Shifty Records was their record company back in the day. The label was owned by Lloyd Ross who had

a vision to record truly original South African music. In fact, it was the legendary prince of Shifty Music, James Philips, who persuaded Ross to sign the group after he saw them perform in Rockey Street, Yeoville.

“I was quite terrified at the prospect of reuniting because it was a very long time ago,” confesses Jury.

“It was strange visiting such an old time. But when we did our first practice I realised that the musicians in Urban Creep – Sean Ou Tim, Ross Campbell and Chris Letcher – are so good which is why it was so big at the time.”

Letcher agrees that the prospect of reuniting for these gigs was nerve- racking: “I initially had major cringe factor.”

Recalling those heady memories, the band were one of the most hardworking in the country prior to the days of the Springbok Nude Girls. They toured every small town in the country. They would play up to 23 gigs in a month which is still unheard of in this country. This is how they first encountered the Oppikoppi team.

“Carel Hoffman was a serious fan,” recalls Letcher. “They had booked one or two bands and then they invited us to play at this tiny, amazing gig. That was the seed of Oppikoppi.

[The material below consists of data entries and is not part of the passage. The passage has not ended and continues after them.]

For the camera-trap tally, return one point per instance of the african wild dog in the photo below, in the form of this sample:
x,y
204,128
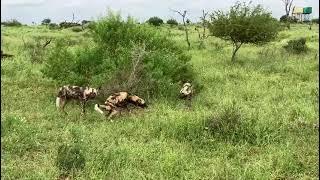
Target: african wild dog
x,y
117,101
186,92
82,94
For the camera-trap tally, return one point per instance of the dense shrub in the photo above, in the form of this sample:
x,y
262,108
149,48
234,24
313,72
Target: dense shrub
x,y
12,22
46,21
244,24
85,22
289,19
53,26
297,46
172,22
156,21
126,56
76,29
36,48
316,20
68,24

We played for 40 people and did a few of those gigs.”

“Oppikoppi’s farm owner, Tess Boorman, was really sweet and cooked us food which was amazing,” continues Jury. “Oppikoppi was an oasis for us during those touring years.

“What Oppikoppi did was make original South African music mainstream,” he adds.

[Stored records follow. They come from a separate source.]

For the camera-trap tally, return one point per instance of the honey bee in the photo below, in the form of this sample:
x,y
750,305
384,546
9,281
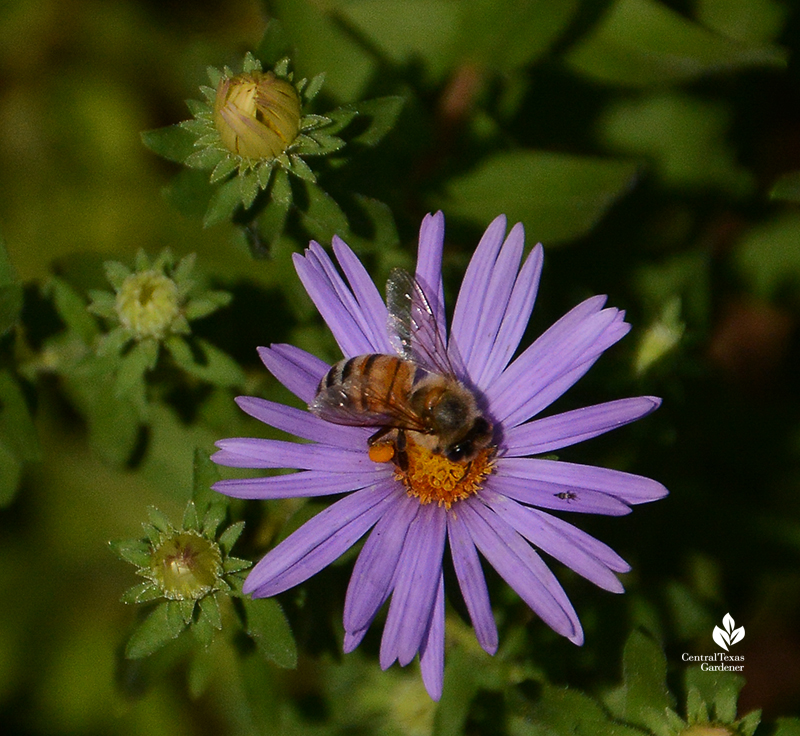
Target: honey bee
x,y
414,391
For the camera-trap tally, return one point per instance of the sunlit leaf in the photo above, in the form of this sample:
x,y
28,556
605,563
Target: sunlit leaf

“Elsewhere we were playing to the converted, but there we were brought into the mainstream.”

After the band split up, Letcher collaborated with Matthew van der Want and then left for England where he worked on film scores.

Jury toured with Arno Carstens in his solo career and has also written a few music scores. He says that one of his highlights was working on the score for William Kentridge’s opera, Ubu and The Truth Commission with Warwick Sony.

“I have been really happy working on Africa Rising with Black Coffee and did all the orchestral arrangements on it.”

He says another highlight was working on the score for iNumber Number: “I am really proud of that. The brief was: ‘Trent Reznor meets Africa’.”

He then did the music for the award-winning Unearthed, a controversial documentary about fracking in the Karoo.

“With Unearthed I was dealing with the stark reality, but it’s beautiful because it’s the Karoo so you can play with nostalgia and those vistas. In film writing one has to understand the way the director sees everything and understand the vision that they have. There are so many opportunities for composers, but it’s the most difficult time to be a musician.”

“I played Urban Creep to my in-laws who had been in exile and they called it ‘revolutionary’,” says Jury.

“I don’t think we were aware of what we were doing at the time,” contemplates Letcher.

Letcher has released two solo albums, Frieze and a second called Spectrascope. He recently did the music scores for Hard To Get and Cold Harbour. He has also composed the soundtracks for various BBC programmes in England. Letcher is currently working on music for a feature film called Impunity.

They will play OppiKoppi on Friday at sunset on the Wesley Dome.